# USOS PRINCIPALES DEL AGUA > Pesca >  Agentes forestales y licencias de pesca

## F. Lázaro

Acabo de ver algo en la tele que me ha dejado descolocado, agentes forestales requiriendo licencias de pesca.

¿Tiene un agente forestal potestad para requerir una licencia de pesca? Un permiso de coto sí, pero la licencia de pesca, tengo mis dudas...

Aquí jamás he visto ni a forestales ni a guardas fluviales requerir una licencia de pesca, tan sólo la Guardia Civil. Otra cosa es requerir el permiso de pesca de un coto, eso sí que lo he visto y te lo pueden pedir, pero la licencia de pesca, no sé si tienen potestad para ello.

A ver si alguien puede sacarme de dudas.

----------


## Luján

> Acabo de ver algo en la tele que me ha dejado descolocado, agentes forestales requiriendo licencias de pesca.
> 
> ¿Tiene un agente forestal potestad para requerir una licencia de pesca? Un permiso de coto sí, pero la licencia de pesca, tengo mis dudas...
> 
> Aquí jamás he visto ni a forestales ni a guardas fluviales requerir una licencia de pesca, tan sólo la Guardia Civil. Otra cosa es requerir el permiso de pesca de un coto, eso sí que lo he visto y te lo pueden pedir, pero la licencia de pesca, no sé si tienen potestad para ello.
> 
> A ver si alguien puede sacarme de dudas.



¡Qué! ¿En el telediario de después de la repetición de la carrera?

----------


## No Registrado

Hace años, los agentes forestales podían pedir la licencia, de hecho era la autoridad que más la pedían.

Al pasar las competencias a las CCAA, en lugar de mejorar, desgraciadamente se ha empeorado

----------


## santy

> Acabo de ver algo en la tele que me ha dejado descolocado, agentes forestales requiriendo licencias de pesca.
> 
> ¿Tiene un agente forestal potestad para requerir una licencia de pesca? Un permiso de coto sí, pero la licencia de pesca, tengo mis dudas...
> 
> Aquí jamás he visto ni a forestales ni a guardas fluviales requerir una licencia de pesca, tan sólo la Guardia Civil. Otra cosa es requerir el permiso de pesca de un coto, eso sí que lo he visto y te lo pueden pedir, pero la licencia de pesca, no sé si tienen potestad para ello.
> 
> A ver si alguien puede sacarme de dudas.
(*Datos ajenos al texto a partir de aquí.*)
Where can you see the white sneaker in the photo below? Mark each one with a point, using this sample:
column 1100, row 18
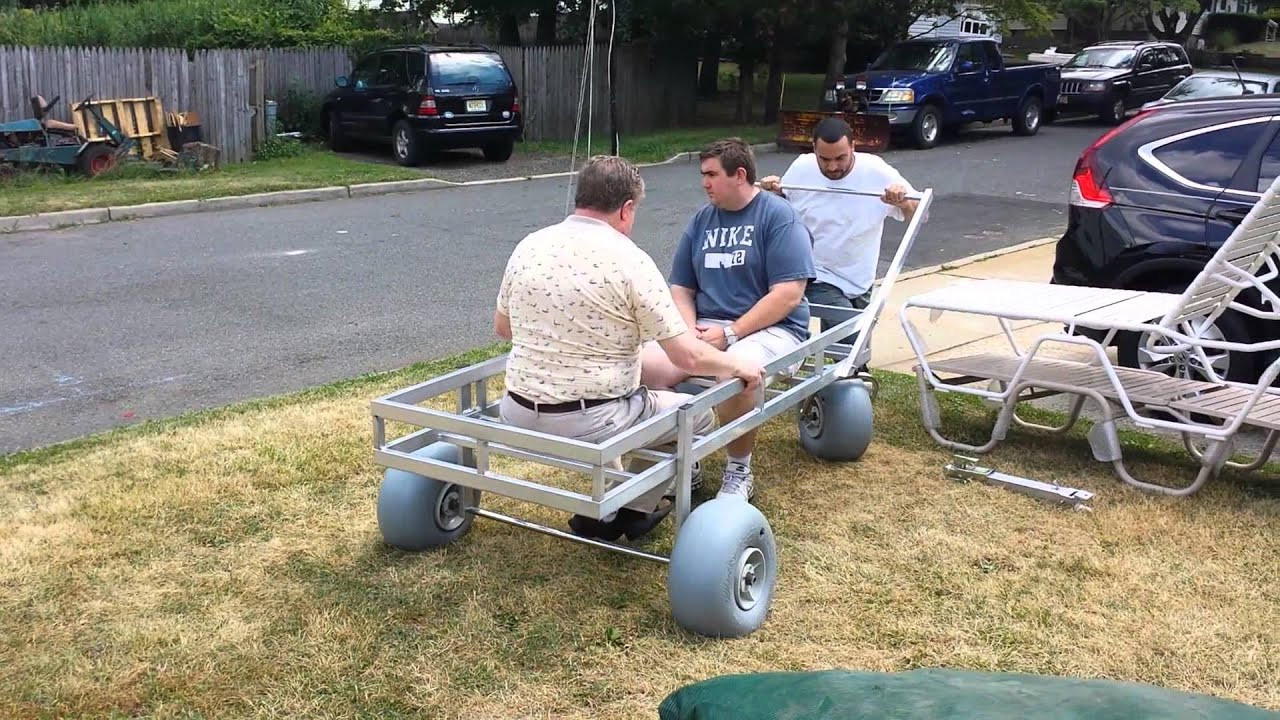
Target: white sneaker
column 736, row 482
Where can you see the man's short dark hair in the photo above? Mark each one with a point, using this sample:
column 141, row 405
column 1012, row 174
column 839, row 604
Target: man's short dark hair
column 734, row 153
column 607, row 182
column 831, row 130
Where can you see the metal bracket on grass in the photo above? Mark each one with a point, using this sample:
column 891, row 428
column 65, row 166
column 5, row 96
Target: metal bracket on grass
column 967, row 469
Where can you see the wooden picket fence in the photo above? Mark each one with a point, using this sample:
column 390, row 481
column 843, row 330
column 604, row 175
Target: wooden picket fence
column 656, row 89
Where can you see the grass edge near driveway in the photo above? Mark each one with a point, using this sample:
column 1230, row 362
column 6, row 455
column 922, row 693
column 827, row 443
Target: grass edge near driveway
column 228, row 561
column 315, row 167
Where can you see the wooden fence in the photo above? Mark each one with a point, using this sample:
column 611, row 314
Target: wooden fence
column 222, row 86
column 656, row 90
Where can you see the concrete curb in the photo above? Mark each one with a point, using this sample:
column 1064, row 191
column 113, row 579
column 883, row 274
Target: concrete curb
column 95, row 215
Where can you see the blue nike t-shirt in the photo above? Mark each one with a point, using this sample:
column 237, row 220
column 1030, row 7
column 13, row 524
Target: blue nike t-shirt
column 731, row 259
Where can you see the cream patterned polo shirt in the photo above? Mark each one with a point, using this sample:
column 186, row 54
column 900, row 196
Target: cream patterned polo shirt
column 581, row 299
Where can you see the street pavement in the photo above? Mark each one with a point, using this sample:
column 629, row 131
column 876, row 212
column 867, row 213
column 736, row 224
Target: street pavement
column 118, row 323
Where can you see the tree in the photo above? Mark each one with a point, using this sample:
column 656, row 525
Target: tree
column 1174, row 22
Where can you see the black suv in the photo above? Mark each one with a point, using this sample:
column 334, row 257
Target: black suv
column 426, row 98
column 1110, row 78
column 1155, row 197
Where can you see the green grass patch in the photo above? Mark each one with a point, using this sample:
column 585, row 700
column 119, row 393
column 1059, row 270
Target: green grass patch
column 228, row 563
column 306, row 167
column 45, row 192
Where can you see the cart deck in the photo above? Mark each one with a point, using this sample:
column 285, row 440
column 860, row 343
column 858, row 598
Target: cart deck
column 438, row 470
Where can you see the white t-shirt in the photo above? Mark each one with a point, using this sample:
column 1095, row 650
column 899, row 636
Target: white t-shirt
column 846, row 228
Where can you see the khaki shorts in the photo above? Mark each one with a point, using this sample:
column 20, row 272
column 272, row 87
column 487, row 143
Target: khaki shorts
column 763, row 346
column 606, row 420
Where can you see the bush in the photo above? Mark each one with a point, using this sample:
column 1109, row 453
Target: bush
column 195, row 24
column 275, row 147
column 300, row 110
column 1228, row 30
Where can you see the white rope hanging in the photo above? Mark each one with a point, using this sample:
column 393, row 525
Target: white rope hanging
column 586, row 90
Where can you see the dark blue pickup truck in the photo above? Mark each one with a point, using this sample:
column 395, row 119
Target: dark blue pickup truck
column 927, row 86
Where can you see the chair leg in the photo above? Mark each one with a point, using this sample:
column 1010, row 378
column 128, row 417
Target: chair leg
column 932, row 415
column 1211, row 463
column 1073, row 417
column 1262, row 459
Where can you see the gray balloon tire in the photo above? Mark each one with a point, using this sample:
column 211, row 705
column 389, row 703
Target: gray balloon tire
column 408, row 502
column 844, row 425
column 703, row 575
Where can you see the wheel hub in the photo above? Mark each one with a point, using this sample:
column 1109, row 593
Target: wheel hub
column 1184, row 364
column 810, row 414
column 449, row 513
column 752, row 578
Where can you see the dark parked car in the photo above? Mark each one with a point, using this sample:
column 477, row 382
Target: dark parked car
column 425, row 98
column 1111, row 78
column 1155, row 197
column 1220, row 83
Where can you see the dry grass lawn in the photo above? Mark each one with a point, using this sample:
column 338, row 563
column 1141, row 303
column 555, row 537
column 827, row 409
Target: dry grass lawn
column 229, row 565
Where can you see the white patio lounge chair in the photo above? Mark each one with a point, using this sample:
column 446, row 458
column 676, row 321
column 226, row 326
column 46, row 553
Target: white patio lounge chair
column 1212, row 409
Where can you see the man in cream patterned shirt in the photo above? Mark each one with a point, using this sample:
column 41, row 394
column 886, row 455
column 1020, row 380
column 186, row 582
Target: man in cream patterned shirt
column 577, row 301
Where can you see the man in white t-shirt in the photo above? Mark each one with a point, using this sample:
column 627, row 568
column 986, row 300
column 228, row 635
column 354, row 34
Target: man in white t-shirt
column 846, row 228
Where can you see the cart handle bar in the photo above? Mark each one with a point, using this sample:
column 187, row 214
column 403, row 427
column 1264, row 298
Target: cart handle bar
column 844, row 191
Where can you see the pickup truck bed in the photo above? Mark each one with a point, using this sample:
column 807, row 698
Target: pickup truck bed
column 927, row 86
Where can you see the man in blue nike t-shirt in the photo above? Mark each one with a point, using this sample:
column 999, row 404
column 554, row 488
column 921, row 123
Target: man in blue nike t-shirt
column 739, row 277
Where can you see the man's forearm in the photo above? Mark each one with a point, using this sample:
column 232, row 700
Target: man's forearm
column 909, row 209
column 771, row 309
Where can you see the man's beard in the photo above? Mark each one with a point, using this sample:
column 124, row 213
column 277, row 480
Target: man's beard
column 839, row 173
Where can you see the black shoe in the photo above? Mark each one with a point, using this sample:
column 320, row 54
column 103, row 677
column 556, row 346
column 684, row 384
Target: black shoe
column 592, row 528
column 638, row 524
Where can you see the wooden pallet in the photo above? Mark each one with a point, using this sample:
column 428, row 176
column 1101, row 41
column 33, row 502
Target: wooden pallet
column 795, row 130
column 138, row 118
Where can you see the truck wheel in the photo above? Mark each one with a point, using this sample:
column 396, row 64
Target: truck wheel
column 1028, row 118
column 1115, row 110
column 927, row 127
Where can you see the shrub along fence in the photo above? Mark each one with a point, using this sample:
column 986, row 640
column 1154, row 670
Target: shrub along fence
column 228, row 89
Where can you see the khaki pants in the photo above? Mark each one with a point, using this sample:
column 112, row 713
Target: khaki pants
column 603, row 422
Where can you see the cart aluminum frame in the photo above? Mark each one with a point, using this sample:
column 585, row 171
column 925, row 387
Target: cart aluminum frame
column 475, row 431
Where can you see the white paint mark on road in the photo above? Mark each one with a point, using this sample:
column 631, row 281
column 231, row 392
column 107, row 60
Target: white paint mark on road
column 68, row 381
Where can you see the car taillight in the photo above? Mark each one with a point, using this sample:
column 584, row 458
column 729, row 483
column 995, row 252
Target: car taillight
column 1088, row 186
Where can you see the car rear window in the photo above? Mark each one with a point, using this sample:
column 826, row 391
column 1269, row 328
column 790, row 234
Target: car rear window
column 458, row 71
column 1210, row 158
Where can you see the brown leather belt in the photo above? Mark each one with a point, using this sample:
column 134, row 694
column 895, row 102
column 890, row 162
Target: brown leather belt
column 560, row 406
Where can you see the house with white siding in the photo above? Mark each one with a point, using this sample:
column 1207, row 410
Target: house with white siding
column 969, row 21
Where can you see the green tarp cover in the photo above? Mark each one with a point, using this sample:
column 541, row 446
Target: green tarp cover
column 936, row 695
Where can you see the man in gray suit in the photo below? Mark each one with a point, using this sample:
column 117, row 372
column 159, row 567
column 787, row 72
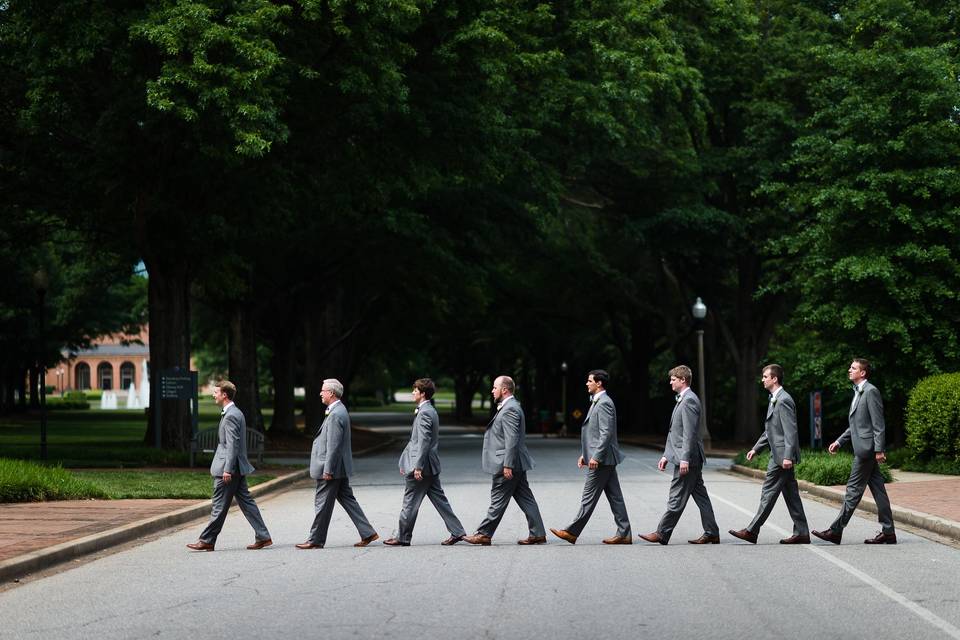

Hola F.Lázaro, para aclarar tu duda te diré que tienen todo el derecho del mundo, y cualquier pescador la obligación de mostrársela, pero yo hace más de cuatro o cinco años que no me los he visto por el río.
El problema es, al menos en Albacete, que los agentes medioambientales apenas se acercan por el río, desde la consejería los dedican más a controlar la caza y con el buen tiempo a vigilar el tema de los incendios forestales, pero la pesca la tienen muy olvidada, y no les importa que se hagan disparates en el río. Un día en Peñarroya, a tres individuos les conté 34 cañas puestas pescando, con su barca, y su campamento montado debajo de una encina, y los tíos tan tranquilos.

Un saludo a todos

----------


## REEGE

La verdad es que poco parece interesarles la pesca y sus "problemas" a agentes mediambientales, seprona y guarderia fluvial.
Yo éste es el único año que he visto al SEPRONA pidiendo licencias en el embalse.
Un gran número de pescadores no hace un buen uso de su nombre y se dedica a colocar cañas de más, echar basuras en las orillas, pescar "muy mal pescao" y no poseer licencia.
Es una pena, que al menos por la zona de la mancha, se dedique a todo éste personal y no haga bien su labor.

----------